On 11 April 2013 the German Federal Supreme Court had to decide on the scope of protection of well-known trademarks (file no. I ZR 214/11). The plaintiff was the German company Volkswagen AG, the owner of the famous Community trademark “Volkswagen”, which is registered for vehicles as well as repair and maintenance services and vehicle parts. The defendants included a company of the Springer Group – a big publisher operating the website for the Bild newspaper (an established tabloid in Germany), and ATU Autoteile-Unger- Handels GmbH & Co. KG – an independent company offering spare parts and repair services for vehicles.
Both defendants ran a joint campaign in which ATU provided maintenance and repair services for vehicles under the designation “Volks-Inspektion”, offered tires under the designation “Volksreifen” and ATU was designated as “Volkswerkstatt”. In other campaigns with different cooperation partners the Springer Group used designations such as “Volksspartarif”, “Volksfarbe”, “Volks-DSL”, among others.
Volkswagen AG regarded the use of these terms as an infringement of its famous trademark “Volkswagen” and started legal action against the defendants. In its decision, the German Federal Supreme Court pointed out that wellknown trademarks have a broad scope of protection. Therefore third parties, when using similar designations, need to keep more distance from well-known marks than from those lesser-known.
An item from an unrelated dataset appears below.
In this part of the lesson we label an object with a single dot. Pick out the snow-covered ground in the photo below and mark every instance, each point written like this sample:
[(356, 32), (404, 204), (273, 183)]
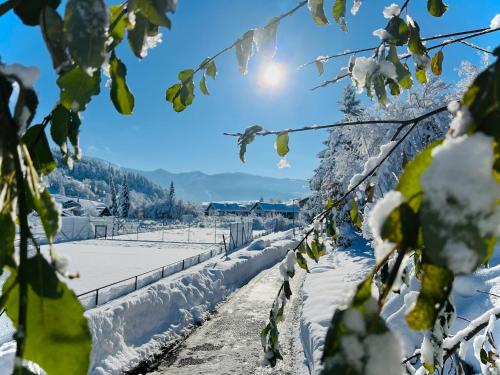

The German Federal Supreme Court held that a wellknown trademark will be infringed if the respective consumers think that there is an economic or organisational link between the owner of the well-known trademark and the user of the contested signs; or if the use of the contested signs prejudices the distinctiveness of the well-known trademark. As the Court of Appeals had not taken into account this broad scope of protection of well-known trademarks, the German Federal Supreme Court reversed and remanded the decision.
Although the reasoning of the German Federal Supreme Court has not yet been published, it is clear that the court’s decision has further widened the scope of the already broad protection for well-known trademarks.